1. Is the NI only national?  What about the interests of others? One problem with the expansive version of the NI is that economic subservience is not always in the interest of the subordinate country.  Through the social coalitions required to establish and maintain this international division of labor, the domestic solidarity of the subordinate country is undermined--which also makes uprisings and revolutions more unlikely or difficult--and the interests of the wealthy and powerful come to be indentified with the NI.  More to the point, what is in the NI of one state is often not in the NI of another, especially when it comes to protection of markets, trade and resources.  Yet, when another country complains of violations of its NI by the dominant state, the latter often finds ways to blame the subordinate country for misunderstanding its patron or its interests.

2. Morality and defense of the NI. At least two problems arise in this respect.  First, in our pursuit of the NI, to what degree ought we be concerned about the interests of others?  Should we treat them as means or ends?  Second, what is our obligation to act morally when we deal with others, especially if we must then give up on some aspect of the NI?  A Christian nation can make the claim that activities undertaken in the name of spreading the Good Word are intrinsically moral, even if others are then treated as means.  It is also possible to excuse such behavior by reference to the inferior qualities of others.  For a secular state, this is a more difficult proposition: on what basis can judgements be made about what is moral and what is not?  How can we justify placing our interests above those of others?
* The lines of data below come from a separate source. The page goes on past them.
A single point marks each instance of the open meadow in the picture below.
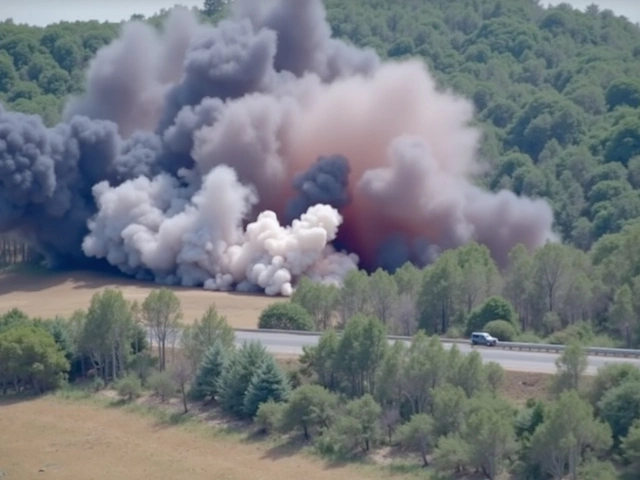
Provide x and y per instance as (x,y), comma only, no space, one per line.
(47,294)
(57,439)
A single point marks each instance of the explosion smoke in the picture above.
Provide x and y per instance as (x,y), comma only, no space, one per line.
(189,145)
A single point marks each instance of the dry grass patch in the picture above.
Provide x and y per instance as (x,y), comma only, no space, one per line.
(47,294)
(75,441)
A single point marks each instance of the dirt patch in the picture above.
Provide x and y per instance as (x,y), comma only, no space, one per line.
(49,294)
(54,439)
(522,386)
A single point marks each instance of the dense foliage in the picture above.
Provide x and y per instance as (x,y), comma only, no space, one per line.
(349,396)
(556,95)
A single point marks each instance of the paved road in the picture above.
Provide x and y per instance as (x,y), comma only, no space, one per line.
(283,343)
3. Power, realism and the NI.  It is here that we begin to see the emergence of what we today call "realism," that is, the role of power in determining both foreign policy and the national interest.  Questions of morality do not disappear entirely, but they are relegated to choices to be made only after the NI has been secured.  Power stripped of moral considerations becomes a tool for achieving goals, and power is pitted against power.  Morality can only lead to the weakening of power and the introduction of doubt into the national will.   On this basis, consequently, a kind of economistic logic takes over: who has the bigger missiles; who can make the bigger bang; what must be done to make sure ours are bigger and make the biggest bang of all.